Milk thistle components.

While goldenseal and milk thistle have been used as herbal medicines to treat a variety of ailments, there are few toxicity or carcinogenesis studies reported in the literature. Therefore, the present studies were performed to provide more information on the toxicity and carcinogenicity of these widely used herbal medicines.

Materials and Methods

Herbal Products

Goldenseal root was purchased from Strategic Sourcing, Inc. (Reading, PA) (lot HYCA 10/7-10.28.01-C). The major alkaloid content for goldenseal used in the two-year study was 3.89% berberine, 2.8% hydrastine, and 0.17% canadine (Table 1). No alkaloids characteristic of common adulterants were found in either lot of the goldenseal root powder.

Milk thistle extract (alcohol/water extract) was purchased from Indena USA, Inc. (Seattle, WA) (lot 27691/N). The major components for milk thistle were silybins A and B, isosilybins A and B, silychristin, isosilychristin, silydianin, and taxifolin (Table 1).
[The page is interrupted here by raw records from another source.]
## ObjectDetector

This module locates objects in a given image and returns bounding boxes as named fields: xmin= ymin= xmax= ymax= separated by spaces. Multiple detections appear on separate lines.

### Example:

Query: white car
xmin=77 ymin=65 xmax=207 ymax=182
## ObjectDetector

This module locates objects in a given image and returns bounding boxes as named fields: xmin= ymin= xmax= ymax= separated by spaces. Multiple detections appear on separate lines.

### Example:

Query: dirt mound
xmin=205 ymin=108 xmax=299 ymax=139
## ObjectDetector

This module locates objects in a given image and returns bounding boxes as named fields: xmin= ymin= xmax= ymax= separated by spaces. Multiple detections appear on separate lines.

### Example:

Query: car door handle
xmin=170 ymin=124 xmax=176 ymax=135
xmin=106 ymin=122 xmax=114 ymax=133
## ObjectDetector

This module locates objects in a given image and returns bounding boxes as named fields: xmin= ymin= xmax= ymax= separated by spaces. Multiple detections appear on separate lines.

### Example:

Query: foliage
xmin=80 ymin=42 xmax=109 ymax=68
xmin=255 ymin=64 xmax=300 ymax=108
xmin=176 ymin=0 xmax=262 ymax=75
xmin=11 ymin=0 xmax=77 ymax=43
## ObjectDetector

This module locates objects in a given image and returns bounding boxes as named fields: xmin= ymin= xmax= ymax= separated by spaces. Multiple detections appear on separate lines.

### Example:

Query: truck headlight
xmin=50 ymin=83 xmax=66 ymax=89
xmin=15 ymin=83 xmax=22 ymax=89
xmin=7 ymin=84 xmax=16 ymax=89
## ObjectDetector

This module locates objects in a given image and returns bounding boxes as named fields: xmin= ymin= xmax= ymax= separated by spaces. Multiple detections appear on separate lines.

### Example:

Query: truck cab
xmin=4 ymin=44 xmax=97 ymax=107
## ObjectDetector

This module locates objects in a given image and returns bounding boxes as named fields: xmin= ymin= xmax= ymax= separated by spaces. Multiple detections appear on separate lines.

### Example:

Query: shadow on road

Based on chromatographic comparison to known reference standards, these compounds constituted approximately 65% by weight of the milk thistle extract used in these studies. Silybins A and B accounted for approximately 33% by weight of the milk thistle extract used these studies.

Goldenseal or milk thistle were mixed with NTP 2000 diet (Zeigler Brothers, Inc., Gardners, PA) using a Patterson Kelley V-blender with an intensifier bar.

Animals and Exposures

Male and female F344/N rats and B6C3F1 mice were obtained from Taconic Laboratory (Germantown, NY). At the start of the study the animals were five to six weeks of age. The animals were housed by species and sex, two to three male rats per cage, five female rats per cage, one male mouse per cage, and five female mice per cage. Tap water and NTP-2000 diet (Zeigler Brothers, Inc. Gardners, PA) were made available ad libitum. The care of animals in this study was according to NIH procedures as described in the “The U.S. Public Health Service Policy on Humane Care and Use of Laboratory Animals” (available from the Office of Laboratory Animal Welfare, National Institutes of Health, Department of Health and Human Services, RKLI, Suite 360, MSC 7982, 6705 Rockledge Drive, Bethesda, MD 20892-7982 or online at http://grants.nih.gov/grants/olaw/olaw.htm#pol).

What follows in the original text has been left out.